On our way to the Japanese restaurant, we both make halfhearted stabs at changing the subject, but mostly we keep trying to win points in the debate—which neither of us can seem to stop.
While we walk, I ask Richard to explain the difference between South African apartheid and the reality in Israel, and as I press him on the issue, I hear the cadence of his voice rise. He’s feeling attacked. I’m feeling frustrated that we’re both now in combative mode, each backed into different corners.
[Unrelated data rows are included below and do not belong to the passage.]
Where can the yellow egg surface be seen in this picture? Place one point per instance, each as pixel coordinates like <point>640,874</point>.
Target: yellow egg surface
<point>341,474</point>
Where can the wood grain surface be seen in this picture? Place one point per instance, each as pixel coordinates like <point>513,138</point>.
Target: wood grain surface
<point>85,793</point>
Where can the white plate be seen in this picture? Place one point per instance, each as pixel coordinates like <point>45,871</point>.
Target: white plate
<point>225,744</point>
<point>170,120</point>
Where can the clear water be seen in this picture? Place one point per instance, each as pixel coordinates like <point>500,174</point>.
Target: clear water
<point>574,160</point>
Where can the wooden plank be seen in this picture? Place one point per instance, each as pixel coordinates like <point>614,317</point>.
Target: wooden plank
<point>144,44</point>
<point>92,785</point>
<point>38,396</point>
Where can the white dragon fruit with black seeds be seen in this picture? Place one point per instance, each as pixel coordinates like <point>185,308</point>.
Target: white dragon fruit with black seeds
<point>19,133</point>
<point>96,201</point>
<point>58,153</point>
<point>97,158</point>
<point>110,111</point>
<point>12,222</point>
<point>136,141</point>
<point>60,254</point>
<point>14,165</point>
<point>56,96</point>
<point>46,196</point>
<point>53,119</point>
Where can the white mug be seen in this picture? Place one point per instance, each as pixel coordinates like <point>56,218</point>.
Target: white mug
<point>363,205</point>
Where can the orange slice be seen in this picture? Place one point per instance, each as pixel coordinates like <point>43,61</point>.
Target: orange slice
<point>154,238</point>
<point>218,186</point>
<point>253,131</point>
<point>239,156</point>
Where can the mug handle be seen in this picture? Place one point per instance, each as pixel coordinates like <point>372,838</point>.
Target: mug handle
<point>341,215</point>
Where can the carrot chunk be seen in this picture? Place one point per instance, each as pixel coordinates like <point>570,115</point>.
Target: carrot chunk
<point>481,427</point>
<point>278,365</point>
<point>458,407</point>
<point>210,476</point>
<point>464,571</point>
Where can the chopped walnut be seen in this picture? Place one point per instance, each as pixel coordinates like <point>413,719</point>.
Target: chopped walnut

We’re taking faster strides on the sidewalk now, our argument heating up, getting louder by the second. We’re each still trying to make headway in the debate, but I wonder if, instead, we’re just sinking into the quicksand that drowns so many Middle East arguments. The so-called debates I see on the Middle East among TV pundits, or in op-ed sections of newspapers, usually get nowhere for the obvious reasons: opposing sides refuse to see past their own familiar positions and to try to reconcile them with the complex realities and struggles of another side. They talk past one another, each in their own bubble.
I’ve always admired Richard’s sense of empathy, his instinctive generosity of spirit, and his sharp rhetorical skills—even in the middle of our nastiest arguments. He and I both like to see ourselves as rational debaters who value humanity and ethical integrity over doomed tribal thinking. But in a part of the world where so many populations feel victimized and are trying to find their safe corners—and where “Arab” and “Jew” are loaded
identities—will it always be so maddeningly hopeless to get past the insular thinking, the paranoia?